The sixth paper by Zuchella and colleagues is entitled “Coping with uncertainty in the internationalisation strategy: an exploratory study on entrepreneurial firms”, and it addresses how smaller, entrepreneurial internationalising firms make decisions regarding appropriate strategic options under conditions of uncertainty. Based on ten firms that adopted a global niche strategy as an uncertainty coping and growth-seeking mechanism, the authors advance an uncertainty coping internationalisation process model, built around a focused and superior/unique offering that insulates smaller firms from competition. This approach, they posit, can be sustained through continual learning, customer problem solving, technology upgrade as well as use of home country-based production facilities for enhanced technology control and internal learning. The findings suggest that case firms counterintuitively cope with uncertainty by concentrating on a few customers, not outsourcing or offshoring, but pursuing vertical integration and local production.

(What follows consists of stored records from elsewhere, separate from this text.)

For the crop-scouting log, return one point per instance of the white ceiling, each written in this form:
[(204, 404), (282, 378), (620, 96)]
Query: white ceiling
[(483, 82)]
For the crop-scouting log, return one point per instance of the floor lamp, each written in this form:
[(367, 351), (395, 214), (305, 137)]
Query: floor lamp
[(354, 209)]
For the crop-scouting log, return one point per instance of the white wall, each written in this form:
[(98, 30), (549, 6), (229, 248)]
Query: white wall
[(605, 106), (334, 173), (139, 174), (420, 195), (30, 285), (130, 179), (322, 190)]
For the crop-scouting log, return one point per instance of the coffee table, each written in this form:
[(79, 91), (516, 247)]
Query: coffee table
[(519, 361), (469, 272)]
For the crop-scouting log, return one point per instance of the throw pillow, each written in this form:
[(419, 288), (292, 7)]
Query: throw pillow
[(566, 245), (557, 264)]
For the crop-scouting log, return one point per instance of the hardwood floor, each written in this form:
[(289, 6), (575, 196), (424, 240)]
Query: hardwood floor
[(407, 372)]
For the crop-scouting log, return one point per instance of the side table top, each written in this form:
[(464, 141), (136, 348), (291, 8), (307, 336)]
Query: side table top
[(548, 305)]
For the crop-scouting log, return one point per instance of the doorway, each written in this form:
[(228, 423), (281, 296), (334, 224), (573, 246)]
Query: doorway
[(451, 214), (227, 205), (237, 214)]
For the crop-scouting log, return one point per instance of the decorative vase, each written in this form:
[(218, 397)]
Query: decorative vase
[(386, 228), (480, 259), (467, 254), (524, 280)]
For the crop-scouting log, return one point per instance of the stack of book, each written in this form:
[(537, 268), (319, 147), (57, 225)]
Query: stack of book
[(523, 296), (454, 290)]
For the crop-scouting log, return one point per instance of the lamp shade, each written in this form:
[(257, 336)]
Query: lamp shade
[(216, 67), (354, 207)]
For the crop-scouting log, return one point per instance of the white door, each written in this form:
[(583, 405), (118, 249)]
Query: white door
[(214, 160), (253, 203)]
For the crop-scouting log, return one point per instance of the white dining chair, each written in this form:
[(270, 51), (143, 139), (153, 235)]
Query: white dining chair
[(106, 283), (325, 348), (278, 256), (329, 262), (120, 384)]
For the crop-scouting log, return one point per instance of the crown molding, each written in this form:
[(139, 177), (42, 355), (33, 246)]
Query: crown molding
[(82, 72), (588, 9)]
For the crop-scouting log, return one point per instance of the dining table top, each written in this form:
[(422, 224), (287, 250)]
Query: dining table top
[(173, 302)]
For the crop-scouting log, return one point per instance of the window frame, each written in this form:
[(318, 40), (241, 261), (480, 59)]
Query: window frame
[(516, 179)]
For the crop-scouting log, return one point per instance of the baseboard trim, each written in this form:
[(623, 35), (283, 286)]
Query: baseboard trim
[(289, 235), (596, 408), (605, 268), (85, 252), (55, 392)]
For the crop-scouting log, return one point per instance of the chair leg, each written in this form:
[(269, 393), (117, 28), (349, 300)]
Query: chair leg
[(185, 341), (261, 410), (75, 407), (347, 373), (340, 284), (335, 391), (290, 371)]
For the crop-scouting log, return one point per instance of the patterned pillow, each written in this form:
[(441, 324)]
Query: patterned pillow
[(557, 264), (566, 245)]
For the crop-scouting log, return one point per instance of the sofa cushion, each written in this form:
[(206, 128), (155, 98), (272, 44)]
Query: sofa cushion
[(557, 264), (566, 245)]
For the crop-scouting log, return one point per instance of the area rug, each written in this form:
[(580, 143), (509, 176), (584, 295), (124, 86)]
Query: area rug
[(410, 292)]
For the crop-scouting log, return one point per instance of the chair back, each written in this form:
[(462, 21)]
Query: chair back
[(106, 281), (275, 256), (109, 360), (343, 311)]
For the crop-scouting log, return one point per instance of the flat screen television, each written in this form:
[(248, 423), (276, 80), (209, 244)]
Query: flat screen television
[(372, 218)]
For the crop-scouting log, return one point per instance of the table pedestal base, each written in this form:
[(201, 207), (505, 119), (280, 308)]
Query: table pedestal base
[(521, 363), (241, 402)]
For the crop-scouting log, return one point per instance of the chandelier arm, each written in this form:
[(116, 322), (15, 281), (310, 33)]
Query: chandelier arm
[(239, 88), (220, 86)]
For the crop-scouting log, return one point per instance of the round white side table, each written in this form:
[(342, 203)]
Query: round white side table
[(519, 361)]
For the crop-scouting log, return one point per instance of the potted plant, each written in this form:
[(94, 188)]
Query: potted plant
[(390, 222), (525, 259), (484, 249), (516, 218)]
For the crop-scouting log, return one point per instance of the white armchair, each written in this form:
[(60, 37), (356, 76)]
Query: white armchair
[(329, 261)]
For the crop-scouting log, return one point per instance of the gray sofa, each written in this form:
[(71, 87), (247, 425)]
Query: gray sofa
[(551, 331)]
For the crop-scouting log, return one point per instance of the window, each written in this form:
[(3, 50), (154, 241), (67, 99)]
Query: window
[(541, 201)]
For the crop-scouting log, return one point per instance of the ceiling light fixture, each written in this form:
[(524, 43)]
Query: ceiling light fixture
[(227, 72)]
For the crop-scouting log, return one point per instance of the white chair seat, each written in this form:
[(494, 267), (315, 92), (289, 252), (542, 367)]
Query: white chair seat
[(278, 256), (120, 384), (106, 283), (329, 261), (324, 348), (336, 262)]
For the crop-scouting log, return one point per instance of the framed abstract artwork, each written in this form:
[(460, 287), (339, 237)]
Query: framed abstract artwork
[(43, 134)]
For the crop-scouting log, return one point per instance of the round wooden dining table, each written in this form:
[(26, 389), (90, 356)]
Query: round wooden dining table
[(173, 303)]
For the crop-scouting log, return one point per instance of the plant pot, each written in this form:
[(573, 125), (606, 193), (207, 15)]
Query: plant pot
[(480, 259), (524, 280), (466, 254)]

They also cope with the challenge of niche sustainability not by moving from niches to mass markets, but by becoming larger within their niche and developing a portfolio of niche businesses along the same technological platform. As the authors contend, the observed niche strategy is neither a follow-the-customer approach nor a reactive posture, but one based on the proactive identification of customers wherever they are located, anticipating their needs, solving their problems and ultimately co-creating value and innovating through customer interactions.

The final paper entitled “The qualitative case research in international entrepreneurship: a state of the art and analysis” is by Dimitratos and colleagues, and it examines the conduct and onto-epistemology of qualitative case research (QCR) in IE research, including its use in contextualising, capturing and illuminating the complexity of IE opportunities, events, conditions, relationships and processes. Based on the analysis of the theoretical purpose and research design of 292 IE journal articles published between 1989 and mid-2017, the study finds “positivistic” QCR to be the dominantly adopted approach in IE research, with “exploratory” and “theory building” emerging as the two most prevalent objectives. The authors find departures from positivistic assumptions to be at a relatively early stage in IE research. Positing their study as the first to examine QCR onto-epistemology and methodology approaches in IE, they call for greater methodological rigour and transparency in the reporting of QCR and for more non-positivistic QCR studies.